第4話【桃と、その柔らかな乳房】
ホテルを出たのは午前九時。
空はどこまでも高く、突き抜けるような快晴だった。
「空気がおいしい! 山梨に来て正解だったね」
隣でひかりが、夏の陽光に負けないくらいの笑顔を弾けさせる。
昨夜の彼女は、どこか誘うような小悪魔の顔をしていた。けれど、朝の光に照らされた彼女は、驚くほど涼やかで、そして美しい。
広瀬すずのように見える。
季節は七月。本格的な夏が始まろうとしていた。
目的地に到着し、車を降りる。
ひかりは期待に胸を膨らませるようにスタスタと歩き出したが、俺の足はどうしてもそれについていけない。
かつての事故の後遺症。
引きずるような俺の足取りを見て、彼女が足を止めた。
「どうしたの?……もしかして、昔の事故とか?」
その勘の鋭さに、心臓が跳ねる。
驚く俺の隙を突くように、ひかりは俺の手を強く、拒絶を許さないほどの力強さで握りしめた。
聡明すぎる女は少し苦手だ。
けれど――こんな風に、無言で寄り添ってくれる優しい女は嫌いじゃない。
目的の桃パフェ店は、すでに行列ができていた。
整理券を手に、待ち時間を利用して隣の店へ滑り込む。注文したのは、少し珍しい「桃のピザ」だ。
甘さと塩気が絶妙に絡み合う不思議な味。
「ここは私に任せて」
そう言って、ひかりがさらりと食事代を奢ってくれた。
食欲が細い俺に代わって、彼女は残りのピザを綺麗に平らげていく。
結局、二人ともパフェを前にしてお腹がいっぱいになってしまい、一つのパフェを分け合うことにした。

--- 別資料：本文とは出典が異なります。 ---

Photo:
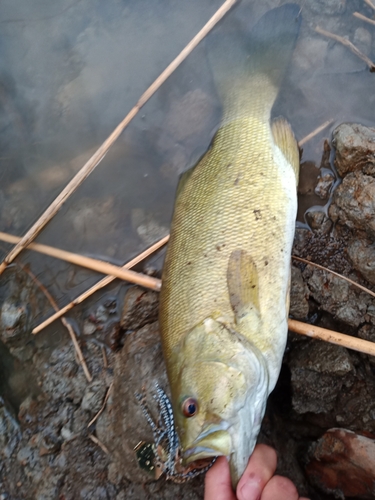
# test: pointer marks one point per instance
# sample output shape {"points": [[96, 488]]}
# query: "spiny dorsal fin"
{"points": [[284, 138], [243, 284]]}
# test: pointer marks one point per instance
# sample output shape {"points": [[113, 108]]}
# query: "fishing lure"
{"points": [[163, 455]]}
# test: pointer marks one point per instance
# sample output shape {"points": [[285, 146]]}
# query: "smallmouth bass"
{"points": [[224, 299]]}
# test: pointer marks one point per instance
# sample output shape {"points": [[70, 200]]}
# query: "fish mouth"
{"points": [[210, 443]]}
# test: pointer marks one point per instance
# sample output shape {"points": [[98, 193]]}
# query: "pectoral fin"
{"points": [[285, 140], [243, 285]]}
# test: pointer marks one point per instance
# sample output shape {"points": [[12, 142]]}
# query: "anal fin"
{"points": [[284, 138]]}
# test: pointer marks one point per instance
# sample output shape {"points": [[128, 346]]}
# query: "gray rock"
{"points": [[93, 397], [317, 375], [122, 425], [363, 257], [299, 294], [355, 148], [354, 203], [325, 182], [140, 308], [336, 297], [13, 320]]}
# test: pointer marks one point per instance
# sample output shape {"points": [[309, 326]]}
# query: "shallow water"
{"points": [[70, 73]]}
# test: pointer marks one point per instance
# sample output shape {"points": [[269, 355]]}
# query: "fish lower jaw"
{"points": [[213, 445]]}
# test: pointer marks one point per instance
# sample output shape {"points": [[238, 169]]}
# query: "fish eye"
{"points": [[189, 407]]}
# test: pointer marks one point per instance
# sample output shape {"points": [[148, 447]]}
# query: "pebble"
{"points": [[355, 148]]}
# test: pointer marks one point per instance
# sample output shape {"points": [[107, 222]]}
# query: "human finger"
{"points": [[260, 469], [281, 488], [217, 484]]}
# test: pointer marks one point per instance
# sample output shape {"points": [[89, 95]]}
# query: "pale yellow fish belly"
{"points": [[242, 195]]}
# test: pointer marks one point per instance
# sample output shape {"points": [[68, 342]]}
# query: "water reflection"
{"points": [[70, 74]]}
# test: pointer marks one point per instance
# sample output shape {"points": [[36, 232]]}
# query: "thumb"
{"points": [[217, 483]]}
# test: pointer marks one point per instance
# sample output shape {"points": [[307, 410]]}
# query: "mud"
{"points": [[46, 443]]}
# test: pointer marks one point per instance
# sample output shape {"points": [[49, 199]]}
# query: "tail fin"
{"points": [[241, 61]]}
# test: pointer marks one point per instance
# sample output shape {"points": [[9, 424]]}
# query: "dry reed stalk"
{"points": [[69, 327], [370, 4], [349, 45], [347, 341], [90, 263], [105, 281], [364, 18], [102, 407], [314, 132], [95, 440], [363, 288], [89, 166]]}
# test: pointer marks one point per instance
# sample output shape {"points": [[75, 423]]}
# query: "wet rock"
{"points": [[299, 294], [325, 183], [336, 296], [317, 376], [122, 425], [363, 257], [13, 320], [343, 463], [140, 308], [10, 433], [354, 203], [355, 148]]}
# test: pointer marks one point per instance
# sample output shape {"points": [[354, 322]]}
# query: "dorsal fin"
{"points": [[284, 138]]}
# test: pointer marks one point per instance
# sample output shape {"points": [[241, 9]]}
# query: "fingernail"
{"points": [[251, 490]]}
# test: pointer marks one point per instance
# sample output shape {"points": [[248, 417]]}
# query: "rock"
{"points": [[9, 432], [13, 320], [140, 308], [336, 297], [325, 183], [354, 203], [355, 148], [93, 397], [122, 425], [363, 257], [343, 463], [317, 376], [299, 294]]}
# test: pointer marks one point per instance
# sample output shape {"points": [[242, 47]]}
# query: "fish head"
{"points": [[219, 396]]}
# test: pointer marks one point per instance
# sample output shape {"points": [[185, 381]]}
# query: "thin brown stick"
{"points": [[364, 18], [315, 132], [95, 440], [89, 166], [105, 281], [363, 288], [103, 406], [370, 4], [347, 341], [53, 303], [347, 44], [90, 263]]}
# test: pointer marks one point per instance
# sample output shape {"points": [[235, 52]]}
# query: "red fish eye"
{"points": [[189, 407]]}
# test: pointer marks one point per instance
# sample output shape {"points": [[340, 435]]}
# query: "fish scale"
{"points": [[226, 277]]}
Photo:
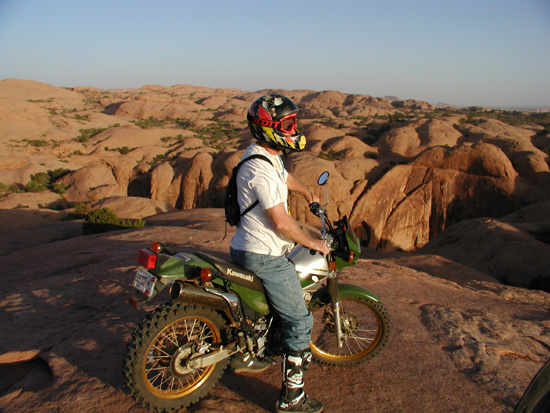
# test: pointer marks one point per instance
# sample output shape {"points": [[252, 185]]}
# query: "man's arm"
{"points": [[295, 186], [288, 226]]}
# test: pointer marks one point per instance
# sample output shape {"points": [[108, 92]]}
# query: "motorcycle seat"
{"points": [[234, 272]]}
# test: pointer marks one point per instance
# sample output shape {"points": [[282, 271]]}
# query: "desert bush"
{"points": [[332, 155], [87, 134], [105, 219]]}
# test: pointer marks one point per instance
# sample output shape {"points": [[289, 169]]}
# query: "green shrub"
{"points": [[105, 219]]}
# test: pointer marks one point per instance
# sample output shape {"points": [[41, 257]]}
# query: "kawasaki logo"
{"points": [[240, 275]]}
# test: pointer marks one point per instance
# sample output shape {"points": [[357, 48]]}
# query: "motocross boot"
{"points": [[246, 362], [293, 398]]}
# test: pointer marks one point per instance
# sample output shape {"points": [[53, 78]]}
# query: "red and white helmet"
{"points": [[273, 119]]}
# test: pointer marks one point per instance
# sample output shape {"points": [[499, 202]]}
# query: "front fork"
{"points": [[332, 284]]}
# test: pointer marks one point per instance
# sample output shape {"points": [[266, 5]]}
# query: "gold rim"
{"points": [[362, 329], [164, 370]]}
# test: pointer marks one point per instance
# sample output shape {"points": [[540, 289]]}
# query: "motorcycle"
{"points": [[218, 309]]}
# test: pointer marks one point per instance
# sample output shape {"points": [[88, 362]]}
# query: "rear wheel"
{"points": [[156, 363], [365, 326]]}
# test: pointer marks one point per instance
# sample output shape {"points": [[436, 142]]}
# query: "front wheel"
{"points": [[366, 328], [156, 368]]}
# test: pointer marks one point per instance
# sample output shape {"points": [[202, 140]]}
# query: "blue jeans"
{"points": [[283, 288]]}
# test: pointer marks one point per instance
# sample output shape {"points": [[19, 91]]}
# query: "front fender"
{"points": [[322, 296]]}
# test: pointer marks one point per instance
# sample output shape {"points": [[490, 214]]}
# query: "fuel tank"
{"points": [[311, 266]]}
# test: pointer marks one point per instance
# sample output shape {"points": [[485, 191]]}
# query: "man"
{"points": [[267, 232]]}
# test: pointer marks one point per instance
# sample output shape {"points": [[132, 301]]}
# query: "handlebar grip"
{"points": [[314, 208]]}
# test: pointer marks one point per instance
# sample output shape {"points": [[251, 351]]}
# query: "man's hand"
{"points": [[321, 246]]}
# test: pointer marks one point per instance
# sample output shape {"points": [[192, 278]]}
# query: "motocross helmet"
{"points": [[273, 119]]}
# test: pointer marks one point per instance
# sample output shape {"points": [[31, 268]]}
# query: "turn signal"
{"points": [[147, 258], [156, 247], [206, 275]]}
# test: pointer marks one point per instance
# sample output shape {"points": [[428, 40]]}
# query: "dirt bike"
{"points": [[218, 309]]}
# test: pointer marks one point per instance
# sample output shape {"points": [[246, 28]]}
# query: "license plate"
{"points": [[145, 282]]}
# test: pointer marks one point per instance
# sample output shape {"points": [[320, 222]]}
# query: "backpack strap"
{"points": [[255, 156]]}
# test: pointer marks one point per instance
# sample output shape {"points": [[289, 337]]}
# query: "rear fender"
{"points": [[322, 296], [171, 268]]}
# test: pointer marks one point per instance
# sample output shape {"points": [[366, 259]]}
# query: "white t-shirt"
{"points": [[258, 180]]}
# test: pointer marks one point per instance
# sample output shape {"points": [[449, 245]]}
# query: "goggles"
{"points": [[287, 124]]}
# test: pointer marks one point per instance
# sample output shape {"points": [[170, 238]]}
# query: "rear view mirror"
{"points": [[323, 178]]}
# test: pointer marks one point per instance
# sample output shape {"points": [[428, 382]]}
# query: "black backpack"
{"points": [[232, 209]]}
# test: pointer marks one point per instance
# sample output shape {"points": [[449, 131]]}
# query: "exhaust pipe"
{"points": [[226, 302]]}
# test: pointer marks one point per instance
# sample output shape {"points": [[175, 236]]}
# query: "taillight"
{"points": [[147, 259], [157, 247], [206, 275]]}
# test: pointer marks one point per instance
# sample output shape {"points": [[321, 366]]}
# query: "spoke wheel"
{"points": [[157, 366], [365, 327]]}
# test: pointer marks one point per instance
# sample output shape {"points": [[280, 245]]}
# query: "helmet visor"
{"points": [[288, 124]]}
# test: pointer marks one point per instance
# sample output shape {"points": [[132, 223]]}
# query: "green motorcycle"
{"points": [[218, 309]]}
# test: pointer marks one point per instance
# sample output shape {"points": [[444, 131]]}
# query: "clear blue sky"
{"points": [[463, 52]]}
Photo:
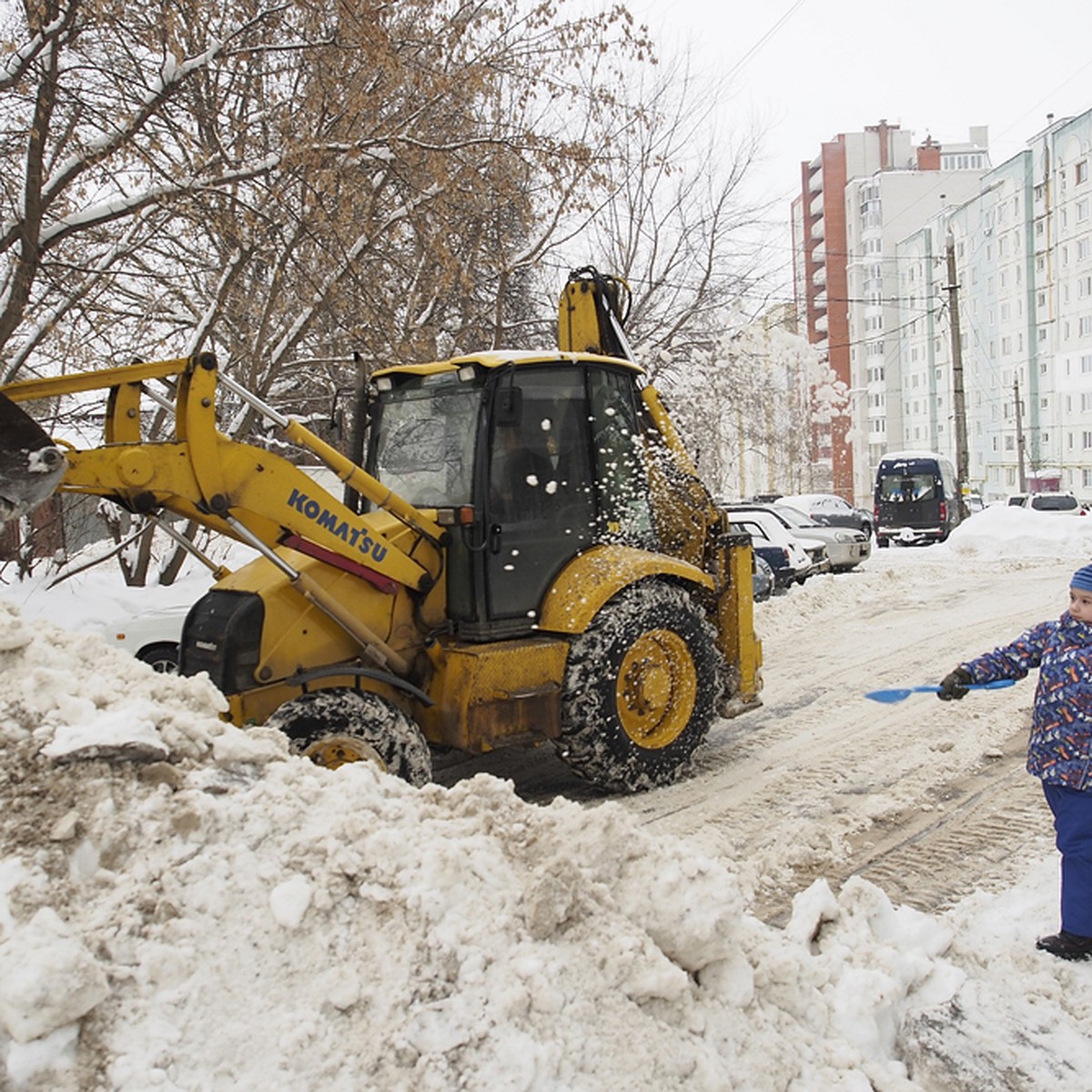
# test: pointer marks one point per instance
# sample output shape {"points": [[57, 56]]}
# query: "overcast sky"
{"points": [[816, 68]]}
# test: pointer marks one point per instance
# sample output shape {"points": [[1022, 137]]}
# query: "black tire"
{"points": [[162, 656], [339, 725], [642, 687]]}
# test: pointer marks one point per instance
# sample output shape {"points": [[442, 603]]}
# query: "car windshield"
{"points": [[904, 489], [423, 447], [795, 518], [1054, 502]]}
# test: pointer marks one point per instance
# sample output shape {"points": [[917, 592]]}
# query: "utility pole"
{"points": [[359, 426], [1020, 463], [962, 459]]}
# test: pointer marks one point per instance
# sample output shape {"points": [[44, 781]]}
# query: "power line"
{"points": [[762, 42]]}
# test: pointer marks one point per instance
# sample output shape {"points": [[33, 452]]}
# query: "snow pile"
{"points": [[1004, 532], [221, 915], [184, 905]]}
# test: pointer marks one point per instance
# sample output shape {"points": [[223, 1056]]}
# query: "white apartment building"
{"points": [[1024, 258], [885, 308]]}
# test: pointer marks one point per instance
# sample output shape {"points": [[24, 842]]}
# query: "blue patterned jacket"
{"points": [[1059, 749]]}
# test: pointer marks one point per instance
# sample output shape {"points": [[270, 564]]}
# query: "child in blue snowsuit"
{"points": [[1059, 749]]}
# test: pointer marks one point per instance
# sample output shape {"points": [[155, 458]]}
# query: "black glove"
{"points": [[954, 685]]}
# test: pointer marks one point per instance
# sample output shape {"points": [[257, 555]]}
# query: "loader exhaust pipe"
{"points": [[31, 464]]}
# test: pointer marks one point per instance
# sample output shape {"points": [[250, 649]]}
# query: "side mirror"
{"points": [[508, 407]]}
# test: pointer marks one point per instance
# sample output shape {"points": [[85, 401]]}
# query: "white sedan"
{"points": [[846, 547]]}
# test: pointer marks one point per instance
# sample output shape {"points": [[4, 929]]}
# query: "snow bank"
{"points": [[184, 906], [180, 912]]}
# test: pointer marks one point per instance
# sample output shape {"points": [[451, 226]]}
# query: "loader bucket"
{"points": [[31, 464]]}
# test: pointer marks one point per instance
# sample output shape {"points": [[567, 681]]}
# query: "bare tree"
{"points": [[276, 179]]}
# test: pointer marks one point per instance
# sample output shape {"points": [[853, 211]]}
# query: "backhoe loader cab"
{"points": [[536, 558], [538, 458]]}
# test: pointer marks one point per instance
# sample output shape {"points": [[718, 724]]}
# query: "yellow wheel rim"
{"points": [[333, 752], [656, 688]]}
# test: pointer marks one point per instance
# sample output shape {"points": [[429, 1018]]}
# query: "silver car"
{"points": [[846, 547]]}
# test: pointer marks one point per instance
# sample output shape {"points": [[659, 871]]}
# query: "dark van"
{"points": [[916, 498]]}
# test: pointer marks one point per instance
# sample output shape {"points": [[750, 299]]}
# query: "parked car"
{"points": [[831, 511], [763, 582], [846, 547], [153, 637], [789, 557], [1060, 503]]}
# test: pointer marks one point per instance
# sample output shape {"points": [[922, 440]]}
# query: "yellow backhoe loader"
{"points": [[536, 557]]}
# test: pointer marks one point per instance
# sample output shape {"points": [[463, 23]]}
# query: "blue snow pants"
{"points": [[1073, 824]]}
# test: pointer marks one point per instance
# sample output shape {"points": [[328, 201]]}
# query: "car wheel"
{"points": [[336, 726], [162, 656], [642, 687]]}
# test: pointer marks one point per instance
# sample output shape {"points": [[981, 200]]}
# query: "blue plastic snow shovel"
{"points": [[890, 697]]}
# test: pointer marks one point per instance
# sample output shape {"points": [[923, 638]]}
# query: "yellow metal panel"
{"points": [[587, 582], [490, 693]]}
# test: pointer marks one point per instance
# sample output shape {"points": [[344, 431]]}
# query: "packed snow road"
{"points": [[928, 800]]}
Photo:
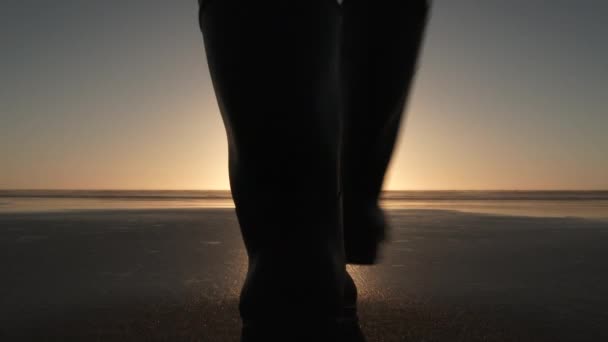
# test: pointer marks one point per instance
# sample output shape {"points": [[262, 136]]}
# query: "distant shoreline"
{"points": [[461, 195]]}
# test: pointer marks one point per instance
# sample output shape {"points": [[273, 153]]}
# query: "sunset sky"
{"points": [[115, 94]]}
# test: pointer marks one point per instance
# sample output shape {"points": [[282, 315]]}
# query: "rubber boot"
{"points": [[274, 67], [380, 45]]}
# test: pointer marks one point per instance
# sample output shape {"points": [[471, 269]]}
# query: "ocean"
{"points": [[583, 204]]}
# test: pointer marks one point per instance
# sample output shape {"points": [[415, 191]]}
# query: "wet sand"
{"points": [[174, 275]]}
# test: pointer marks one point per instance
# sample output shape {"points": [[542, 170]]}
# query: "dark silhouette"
{"points": [[311, 94]]}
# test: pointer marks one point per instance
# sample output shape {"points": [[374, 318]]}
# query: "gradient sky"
{"points": [[115, 94]]}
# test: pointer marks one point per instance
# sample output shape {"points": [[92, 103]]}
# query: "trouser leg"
{"points": [[274, 68], [380, 44]]}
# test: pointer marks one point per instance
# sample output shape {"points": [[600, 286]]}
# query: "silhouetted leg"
{"points": [[274, 70], [381, 41]]}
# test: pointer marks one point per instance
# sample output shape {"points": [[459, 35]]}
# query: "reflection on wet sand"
{"points": [[176, 274]]}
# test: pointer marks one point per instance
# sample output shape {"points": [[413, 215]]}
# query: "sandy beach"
{"points": [[175, 275]]}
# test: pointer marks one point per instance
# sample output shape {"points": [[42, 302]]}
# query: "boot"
{"points": [[274, 69], [380, 45]]}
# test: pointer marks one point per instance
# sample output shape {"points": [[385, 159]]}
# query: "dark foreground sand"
{"points": [[174, 275]]}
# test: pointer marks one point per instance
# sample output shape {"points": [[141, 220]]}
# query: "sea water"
{"points": [[584, 204]]}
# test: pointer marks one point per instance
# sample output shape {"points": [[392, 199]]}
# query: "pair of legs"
{"points": [[311, 94]]}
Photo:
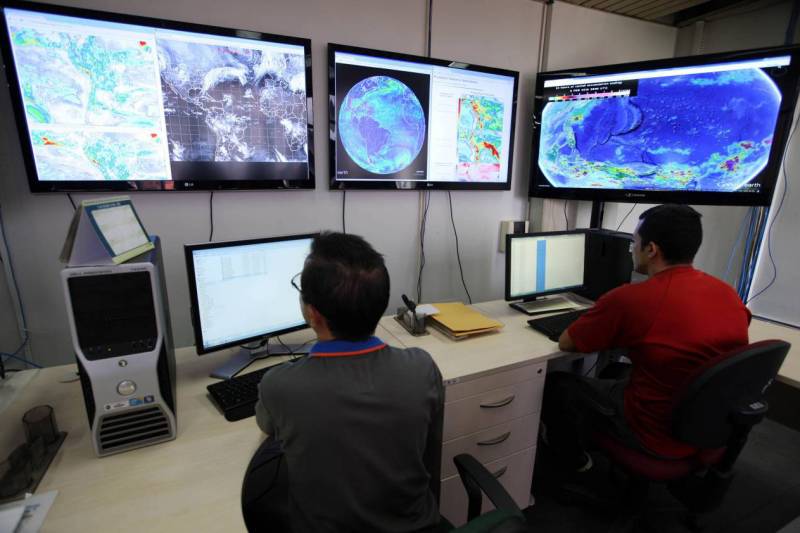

テラス席に運ばれてきたのは、器の上に鎮座する丸ごとの桃。
瑞々しく、産毛の感触さえ想像させるほどツヤツヤと輝いている。
――だめだ、どうしても重なってしまう。
剥きたての桃の曲線が、昨夜触れた彼女の乳房を、そしてお尻の感触を思い出させる。
目の前のスイーツよりも、隣で微笑む彼女の胸元、その深い谷間に意識が吸い寄せられていく。
「おいしいっ!」
ひかりはそんな俺の視線も知らず、幸せそうに頬を緩ませた。
降り注ぐ七月の太陽の下。
綺麗に皮を剥かれた桃と、彼女の笑顔。
どちらがより美しいのか、今の俺には判別がつきそうになかった。